Es war ein Sommerabend wie aus dem Bilderbuch, als der Garchinger Ortsverband der Grünen am Montag zu seiner Debatte über frühkindliche Bildung, Kinder- und Jugendpolitik geladen hatte. Daniela Rieth, Stadträtin in Garching und Pädagogin, hatte die Fraktionsvorsitzende der Grünen im Landtag, Katharina Schulze, und die Unterhachinger Abgeordnete Claudia Köhler zu Gast, um über dieses angesichts des Personalnotstandes in den Kitas sehr aktuelle Thema mit Besucherinnen und Besuchern zu diskutieren. Zu diesen zählten anfangs auch zwei Polizeibeamte in Zivil. Denn was ich im Vorfeld der Veranstaltung abgespielt hatte, war weit weniger idyllisch: Unbekannte hatten fast alle Veranstaltungsplakate in Garching mit vorbereiteten Hassparolen überklebt oder zerstört.
Der Vorfall in Garching ist nicht der einzige. In den vergangenen Monaten sehen sich die Grünen vermehrt Angriffen ausgesetzt. Die Wut mancher richtet sich oft gegen politische Entscheidungen oder Bemühungen der Bundespartei, sie reicht aber zunehmend bis auf die kommunale Ebene.
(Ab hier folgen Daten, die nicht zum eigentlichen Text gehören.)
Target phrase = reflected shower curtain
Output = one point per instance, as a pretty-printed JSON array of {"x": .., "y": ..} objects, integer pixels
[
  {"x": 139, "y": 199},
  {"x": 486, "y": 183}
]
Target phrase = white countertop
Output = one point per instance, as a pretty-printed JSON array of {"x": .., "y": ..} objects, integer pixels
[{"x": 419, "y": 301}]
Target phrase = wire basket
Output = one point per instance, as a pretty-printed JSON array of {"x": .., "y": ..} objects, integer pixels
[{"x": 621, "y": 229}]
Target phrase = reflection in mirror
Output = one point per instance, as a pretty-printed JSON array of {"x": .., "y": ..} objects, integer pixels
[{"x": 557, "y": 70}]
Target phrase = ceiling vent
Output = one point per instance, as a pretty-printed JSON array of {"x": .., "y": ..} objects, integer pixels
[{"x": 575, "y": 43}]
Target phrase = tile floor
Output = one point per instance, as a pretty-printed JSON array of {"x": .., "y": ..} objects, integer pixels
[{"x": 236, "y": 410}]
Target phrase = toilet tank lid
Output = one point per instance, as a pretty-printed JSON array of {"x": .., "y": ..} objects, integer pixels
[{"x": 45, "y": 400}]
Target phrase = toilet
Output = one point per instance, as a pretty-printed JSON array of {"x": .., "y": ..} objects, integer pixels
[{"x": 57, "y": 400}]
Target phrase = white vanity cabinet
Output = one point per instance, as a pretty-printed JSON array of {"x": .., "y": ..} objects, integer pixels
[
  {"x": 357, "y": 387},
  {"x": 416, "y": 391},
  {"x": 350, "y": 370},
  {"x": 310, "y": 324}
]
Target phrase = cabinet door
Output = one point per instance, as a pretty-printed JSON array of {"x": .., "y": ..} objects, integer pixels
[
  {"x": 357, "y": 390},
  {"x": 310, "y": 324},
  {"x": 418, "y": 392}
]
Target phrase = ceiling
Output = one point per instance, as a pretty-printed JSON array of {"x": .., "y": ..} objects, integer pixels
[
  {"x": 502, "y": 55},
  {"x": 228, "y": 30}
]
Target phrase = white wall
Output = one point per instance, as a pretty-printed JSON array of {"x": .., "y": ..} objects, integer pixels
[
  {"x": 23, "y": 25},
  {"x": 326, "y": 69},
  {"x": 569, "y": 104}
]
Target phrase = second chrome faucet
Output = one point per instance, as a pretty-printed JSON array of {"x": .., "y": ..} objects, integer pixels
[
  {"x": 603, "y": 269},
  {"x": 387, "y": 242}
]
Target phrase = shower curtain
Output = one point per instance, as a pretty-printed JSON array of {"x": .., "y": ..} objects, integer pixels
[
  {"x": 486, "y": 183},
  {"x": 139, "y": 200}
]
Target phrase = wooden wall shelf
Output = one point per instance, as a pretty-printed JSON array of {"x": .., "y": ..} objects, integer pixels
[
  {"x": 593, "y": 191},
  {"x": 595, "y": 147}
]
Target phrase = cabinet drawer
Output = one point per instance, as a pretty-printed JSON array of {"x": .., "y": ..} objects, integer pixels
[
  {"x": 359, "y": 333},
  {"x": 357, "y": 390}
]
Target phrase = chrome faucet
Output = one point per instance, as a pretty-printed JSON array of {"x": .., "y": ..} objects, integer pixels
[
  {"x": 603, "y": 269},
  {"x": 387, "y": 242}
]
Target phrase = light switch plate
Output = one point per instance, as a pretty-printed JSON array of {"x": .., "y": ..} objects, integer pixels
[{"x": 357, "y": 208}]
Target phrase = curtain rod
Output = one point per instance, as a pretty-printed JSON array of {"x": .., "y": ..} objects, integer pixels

So berichtet der Kreisverband München-Land, dass in der Gemeinde Haar Veranstaltungsplakate mit Farbe besprüht wurden, immer wieder würden auch Plakate abgerissen.
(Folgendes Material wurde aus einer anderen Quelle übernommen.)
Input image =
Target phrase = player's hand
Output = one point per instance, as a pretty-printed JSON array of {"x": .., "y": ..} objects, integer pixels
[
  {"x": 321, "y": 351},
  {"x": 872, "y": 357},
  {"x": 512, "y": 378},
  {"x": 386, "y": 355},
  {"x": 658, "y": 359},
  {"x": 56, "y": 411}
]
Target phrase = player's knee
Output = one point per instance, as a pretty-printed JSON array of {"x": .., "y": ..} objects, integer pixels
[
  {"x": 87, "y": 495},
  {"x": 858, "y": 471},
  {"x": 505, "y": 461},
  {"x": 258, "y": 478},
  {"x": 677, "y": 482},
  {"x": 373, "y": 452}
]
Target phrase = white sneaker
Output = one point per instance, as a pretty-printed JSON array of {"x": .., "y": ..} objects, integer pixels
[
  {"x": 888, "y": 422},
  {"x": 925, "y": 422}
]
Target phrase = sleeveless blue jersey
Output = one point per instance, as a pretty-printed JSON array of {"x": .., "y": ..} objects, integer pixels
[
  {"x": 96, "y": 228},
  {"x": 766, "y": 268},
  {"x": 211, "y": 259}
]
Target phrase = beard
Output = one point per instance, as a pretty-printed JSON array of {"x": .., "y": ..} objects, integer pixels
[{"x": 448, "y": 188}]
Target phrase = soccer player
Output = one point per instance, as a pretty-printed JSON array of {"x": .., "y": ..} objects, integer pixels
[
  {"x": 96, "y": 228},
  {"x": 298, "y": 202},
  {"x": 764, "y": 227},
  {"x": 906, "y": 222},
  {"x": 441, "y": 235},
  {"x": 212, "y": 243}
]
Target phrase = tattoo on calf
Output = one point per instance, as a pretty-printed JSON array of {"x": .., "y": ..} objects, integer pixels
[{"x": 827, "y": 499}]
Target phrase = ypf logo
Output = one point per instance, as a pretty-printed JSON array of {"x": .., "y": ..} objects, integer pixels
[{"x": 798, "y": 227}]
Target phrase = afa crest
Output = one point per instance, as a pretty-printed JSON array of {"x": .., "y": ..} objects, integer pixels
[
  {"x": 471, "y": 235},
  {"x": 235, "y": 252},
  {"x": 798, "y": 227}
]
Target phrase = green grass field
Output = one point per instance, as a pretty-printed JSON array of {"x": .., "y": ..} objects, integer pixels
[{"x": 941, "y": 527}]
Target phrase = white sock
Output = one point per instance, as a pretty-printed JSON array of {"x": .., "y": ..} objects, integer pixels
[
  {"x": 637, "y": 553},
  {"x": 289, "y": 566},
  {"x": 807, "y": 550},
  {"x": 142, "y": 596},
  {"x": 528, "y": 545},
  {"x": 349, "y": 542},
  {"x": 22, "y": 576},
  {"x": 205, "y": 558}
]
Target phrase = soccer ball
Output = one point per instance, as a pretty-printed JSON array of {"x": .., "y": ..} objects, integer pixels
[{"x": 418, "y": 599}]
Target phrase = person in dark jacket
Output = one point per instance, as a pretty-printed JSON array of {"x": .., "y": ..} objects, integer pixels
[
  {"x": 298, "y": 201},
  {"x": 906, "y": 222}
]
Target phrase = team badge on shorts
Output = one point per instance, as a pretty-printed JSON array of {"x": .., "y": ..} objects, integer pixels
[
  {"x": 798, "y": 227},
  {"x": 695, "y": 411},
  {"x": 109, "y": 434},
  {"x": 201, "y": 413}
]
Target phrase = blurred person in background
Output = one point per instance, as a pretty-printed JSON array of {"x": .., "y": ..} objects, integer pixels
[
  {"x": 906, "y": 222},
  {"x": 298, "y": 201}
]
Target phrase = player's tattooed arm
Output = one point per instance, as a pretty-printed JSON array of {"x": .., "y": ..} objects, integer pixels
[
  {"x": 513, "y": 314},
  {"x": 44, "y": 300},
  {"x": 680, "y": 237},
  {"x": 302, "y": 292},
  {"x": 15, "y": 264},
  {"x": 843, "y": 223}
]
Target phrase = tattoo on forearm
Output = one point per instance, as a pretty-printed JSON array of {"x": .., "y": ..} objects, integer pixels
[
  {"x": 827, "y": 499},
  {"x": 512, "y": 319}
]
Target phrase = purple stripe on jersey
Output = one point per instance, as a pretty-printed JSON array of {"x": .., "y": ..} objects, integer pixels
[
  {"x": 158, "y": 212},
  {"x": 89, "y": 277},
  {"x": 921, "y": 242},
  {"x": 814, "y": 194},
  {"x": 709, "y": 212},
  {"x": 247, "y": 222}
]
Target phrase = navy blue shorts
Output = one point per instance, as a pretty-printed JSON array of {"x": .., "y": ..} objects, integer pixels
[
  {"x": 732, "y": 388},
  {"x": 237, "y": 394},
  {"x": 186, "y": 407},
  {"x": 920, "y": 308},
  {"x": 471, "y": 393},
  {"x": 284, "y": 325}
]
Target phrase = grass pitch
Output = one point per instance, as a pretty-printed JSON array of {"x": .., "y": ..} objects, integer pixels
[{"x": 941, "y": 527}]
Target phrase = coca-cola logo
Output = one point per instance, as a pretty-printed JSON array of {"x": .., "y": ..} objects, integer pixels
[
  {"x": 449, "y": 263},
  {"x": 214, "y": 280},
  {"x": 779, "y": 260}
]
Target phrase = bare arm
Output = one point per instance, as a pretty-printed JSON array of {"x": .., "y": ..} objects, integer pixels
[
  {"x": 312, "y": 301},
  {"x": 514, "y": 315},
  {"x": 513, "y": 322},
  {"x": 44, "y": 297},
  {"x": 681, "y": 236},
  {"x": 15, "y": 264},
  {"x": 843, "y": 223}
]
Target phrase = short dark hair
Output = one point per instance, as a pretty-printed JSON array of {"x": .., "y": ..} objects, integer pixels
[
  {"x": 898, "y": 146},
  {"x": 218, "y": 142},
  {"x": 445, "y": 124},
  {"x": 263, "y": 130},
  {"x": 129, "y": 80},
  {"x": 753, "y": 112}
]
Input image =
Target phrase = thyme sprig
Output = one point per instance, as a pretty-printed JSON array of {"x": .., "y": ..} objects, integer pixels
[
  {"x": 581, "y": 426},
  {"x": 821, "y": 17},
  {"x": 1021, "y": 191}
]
Er habe den Eindruck, es gebe mehr Menschen "mit kurzer Zündschnur", sagt Kreisvorsitzender Volker Leib. Bei Veranstaltungen seien zuletzt immer wieder Menschen im Publikum aufgefallen, die in der Diskussion mit ausufernden Wortbeiträgen ihre eigenen, teils kruden Meinungen vortragen. Gewaltsame Störungen seien aber bis jetzt zum Glück nicht vorgekommen. "Vor allem seit der Corona-Zeit sehen wir da ein verändertes Verhalten bei manchen Leuten", sagt Leib. "Eine größere Polarisierung und auch Radikalisierung." Dass gerade die Grünen so viel Wut abbekommen, sieht Leib auch darin begründet, dass sie die "progressivste Partei im Parteiensystem sind".
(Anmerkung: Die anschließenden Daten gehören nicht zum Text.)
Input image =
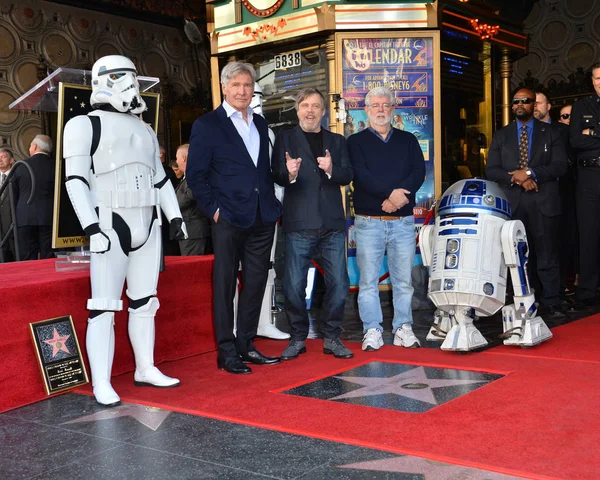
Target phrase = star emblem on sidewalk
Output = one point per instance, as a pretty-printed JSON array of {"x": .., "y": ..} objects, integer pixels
[
  {"x": 412, "y": 384},
  {"x": 58, "y": 343},
  {"x": 151, "y": 417}
]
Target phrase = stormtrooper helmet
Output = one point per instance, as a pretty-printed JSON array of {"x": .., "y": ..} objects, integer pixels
[
  {"x": 256, "y": 102},
  {"x": 114, "y": 82}
]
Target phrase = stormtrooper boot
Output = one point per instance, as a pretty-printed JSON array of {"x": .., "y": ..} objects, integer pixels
[
  {"x": 141, "y": 335},
  {"x": 100, "y": 345}
]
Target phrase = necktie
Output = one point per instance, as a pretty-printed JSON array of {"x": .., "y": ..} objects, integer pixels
[{"x": 523, "y": 147}]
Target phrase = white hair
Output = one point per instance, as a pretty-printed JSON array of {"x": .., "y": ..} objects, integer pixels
[
  {"x": 233, "y": 69},
  {"x": 44, "y": 143},
  {"x": 380, "y": 92}
]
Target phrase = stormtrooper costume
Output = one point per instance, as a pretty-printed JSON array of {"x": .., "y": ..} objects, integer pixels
[
  {"x": 266, "y": 325},
  {"x": 117, "y": 184}
]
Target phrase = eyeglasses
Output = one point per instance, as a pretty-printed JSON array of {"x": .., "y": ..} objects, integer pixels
[
  {"x": 377, "y": 106},
  {"x": 524, "y": 101}
]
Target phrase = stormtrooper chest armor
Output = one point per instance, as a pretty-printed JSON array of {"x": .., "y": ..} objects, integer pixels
[{"x": 124, "y": 163}]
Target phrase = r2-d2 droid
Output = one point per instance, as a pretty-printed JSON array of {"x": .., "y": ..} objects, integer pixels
[{"x": 467, "y": 252}]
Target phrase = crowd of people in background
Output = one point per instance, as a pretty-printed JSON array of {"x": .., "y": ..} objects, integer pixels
[{"x": 224, "y": 179}]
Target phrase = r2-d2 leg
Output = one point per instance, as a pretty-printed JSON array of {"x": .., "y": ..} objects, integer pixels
[
  {"x": 266, "y": 321},
  {"x": 522, "y": 326},
  {"x": 442, "y": 324},
  {"x": 463, "y": 336}
]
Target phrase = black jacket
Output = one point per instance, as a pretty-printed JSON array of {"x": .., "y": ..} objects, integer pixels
[
  {"x": 548, "y": 160},
  {"x": 40, "y": 211},
  {"x": 313, "y": 200}
]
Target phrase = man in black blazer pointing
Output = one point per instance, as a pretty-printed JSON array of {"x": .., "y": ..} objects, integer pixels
[
  {"x": 312, "y": 163},
  {"x": 526, "y": 158}
]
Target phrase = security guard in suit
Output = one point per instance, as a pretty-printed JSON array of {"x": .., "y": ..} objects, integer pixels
[{"x": 585, "y": 142}]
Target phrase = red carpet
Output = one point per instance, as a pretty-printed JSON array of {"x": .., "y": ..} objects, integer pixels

Vor allem via Social Media brechen sich Hass und Hetze Bahn, meist unter dem Deckmantel der Anonymität. Das sei generell ein großes Problem, sagt Leib. Und: "Es bleibt die Sorge, dass verbale Aggression im Netz zu gewaltsamen Übergriffen in der physischen Welt führen können." Dass die Polizei Veranstaltungen begleitet, ist keine Seltenheit mehr.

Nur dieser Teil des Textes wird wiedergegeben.